Raleigh, N.C. — Temperatures soared to 101 degrees Sunday in the Triangle. The evening could bring a rain shower, however, and cool things off.
"Two separate systems are going to impact us over the evening and into the overnight hours. I definitely think there is a good possibility someone will see a thunderstorm," WRAL meteorologist Kim Deaner said.
Softball teams competing Sunday in the NCASA Fastpitch tournament at the Walnut Creek Softball Complex in Raleigh tried to keep cool.
”It has been blistering,” softball player Regan Taylor said of the heat.
“You just sweat a lot and you have got to wipe it off,” softball player Taylor Rosenbalm said.
David Ross umpired in the blazing sun all three days of the tournament.
“If you're sweating, that's a good thing. If you stop sweating, then that's not a good thing,” he said.
Umpires have had it tough battling the heat. Tournament organizers said three had symptoms of heat exhaustion and one was treated and released from a nearby hospital.
If you must be outside during the heat of the day, the Department of Health and Human Services recommends drinking plenty of non-alcoholic, sugar-free fluids to stay hydrated.

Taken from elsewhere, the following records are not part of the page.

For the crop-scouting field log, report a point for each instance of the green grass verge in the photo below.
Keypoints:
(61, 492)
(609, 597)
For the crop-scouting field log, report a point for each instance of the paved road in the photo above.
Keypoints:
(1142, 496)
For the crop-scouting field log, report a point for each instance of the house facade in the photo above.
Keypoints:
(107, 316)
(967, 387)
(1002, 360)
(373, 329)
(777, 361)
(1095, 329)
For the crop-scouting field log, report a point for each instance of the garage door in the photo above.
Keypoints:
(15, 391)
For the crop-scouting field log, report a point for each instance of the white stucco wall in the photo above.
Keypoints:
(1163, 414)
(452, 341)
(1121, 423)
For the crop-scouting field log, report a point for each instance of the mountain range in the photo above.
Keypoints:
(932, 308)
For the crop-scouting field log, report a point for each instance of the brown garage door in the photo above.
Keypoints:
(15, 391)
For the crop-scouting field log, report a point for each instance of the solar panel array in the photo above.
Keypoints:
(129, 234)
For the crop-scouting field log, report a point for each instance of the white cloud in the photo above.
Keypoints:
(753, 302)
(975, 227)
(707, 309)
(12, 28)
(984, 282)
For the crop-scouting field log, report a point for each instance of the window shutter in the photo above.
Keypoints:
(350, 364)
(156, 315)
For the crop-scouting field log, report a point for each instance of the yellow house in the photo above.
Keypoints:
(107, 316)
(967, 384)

Everyone is at risk of heat-related injuries, but infants and children younger than 4, as well as people over 65, those who are excessively overweight and physically ill are most susceptible:
Other recommendations for avoiding heat-related injuries:
- Don't stay inside a vehicle, and don't leave children or pets – even for a few minutes. Interiors heat up quickly.
- Don't wait until you're thirsty to drink.
- If exercising outdoors, drink two to four glasses of water each hour to help replace salt and minerals in the body that are lost in sweat.
- Wear lightweight, light-colored clothing, and use sunscreen of SPF 15, or higher, 30 minutes prior to being outside.
- Check on older neighbors at least twice a day.
- Limit outdoor activity to the morning and evening hours if you have to be outside. Have plenty of water on-hand when working in the heat.
Heat cramps, signaled by abdominal, arm and leg cramps, are the first sign of heat injury.
Heat exhaustion, a milder form of heat-related illness, can develop after several days of exposure to high temperatures and inadequate replacement of fluids.
Warning signs include heavy sweating, muscle cramps, dizziness, headaches, cool and moist skin, a fast pulse rate and fast and shallow breathing.
Heat stroke, which can cause injury or death if not treated, occurs when the body's temperature rises rapidly, sweating mechanisms fail and the body can't cool.
Body temperature might rise to 106 degrees or higher rapidly, within 10 to 15 minutes. Warning signs include red, hot, dry skin with no sweating; rapid, strong pulse; throbbing headache; dizziness.